Raymond McKay, M.D., F.A.C.C., from the Hartford Hospital in Hartford, Connecticut, who also was not connected with this research, pointed out that many patients currently do not receive the kind of care that clinical research results indicate they should.

"Given this background, the article provides a useful framework for how hospitals can begin to achieve the quality outcomes that will be necessary to achieve for all patients. There is no question that the article can only show an association with the Michigan GAP program. However, regardless of whether the results were achieved because of this program or simply related to the widespread dissemination of guidelines and the knowledge that outcomes were being monitored, clinical outcomes did improve. The science here is less important than the actual results," Dr. McKay said.
Disclosure Box
Sources quoted in this news release do not report any potential conflicts of interest regarding this topic.
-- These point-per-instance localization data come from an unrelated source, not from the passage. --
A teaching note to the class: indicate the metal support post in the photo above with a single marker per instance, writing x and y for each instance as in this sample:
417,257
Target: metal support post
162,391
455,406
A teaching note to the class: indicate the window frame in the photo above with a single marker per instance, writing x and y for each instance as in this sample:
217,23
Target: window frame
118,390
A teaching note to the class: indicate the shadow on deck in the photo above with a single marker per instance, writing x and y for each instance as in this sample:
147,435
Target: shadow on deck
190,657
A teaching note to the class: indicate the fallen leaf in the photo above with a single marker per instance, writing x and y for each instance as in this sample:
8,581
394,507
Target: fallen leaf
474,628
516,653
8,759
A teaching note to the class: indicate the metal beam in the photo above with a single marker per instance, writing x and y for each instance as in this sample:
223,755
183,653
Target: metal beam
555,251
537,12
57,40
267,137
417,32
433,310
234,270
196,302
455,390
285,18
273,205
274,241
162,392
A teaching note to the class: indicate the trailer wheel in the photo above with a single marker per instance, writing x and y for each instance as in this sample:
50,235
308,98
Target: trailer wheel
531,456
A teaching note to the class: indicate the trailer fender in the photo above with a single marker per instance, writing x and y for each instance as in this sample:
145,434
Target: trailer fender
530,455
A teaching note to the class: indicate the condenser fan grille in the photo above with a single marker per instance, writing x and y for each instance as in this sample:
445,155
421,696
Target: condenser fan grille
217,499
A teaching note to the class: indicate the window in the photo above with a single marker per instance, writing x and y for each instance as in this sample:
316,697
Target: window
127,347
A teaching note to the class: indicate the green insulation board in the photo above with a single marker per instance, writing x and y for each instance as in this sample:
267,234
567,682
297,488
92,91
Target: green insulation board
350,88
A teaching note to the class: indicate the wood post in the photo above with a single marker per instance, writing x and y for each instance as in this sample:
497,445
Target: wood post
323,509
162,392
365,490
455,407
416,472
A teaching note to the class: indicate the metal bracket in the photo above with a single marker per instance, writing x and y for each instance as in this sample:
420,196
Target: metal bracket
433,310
The Guidelines Applied in Practice projects for AMI care were supported by unrestricted grants from the national American College of Cardiology Foundation, the Michigan Chapter of the American College of Cardiology, the Centers for Medicare&Medicaid Services, Michigan Peer Review Organization, Pfizer, Inc., AstraZeneca, the Greater Detroit Area Health Council, the Greater Flint Health Coalition, the Mardigian Foundation, and the University of Michigan.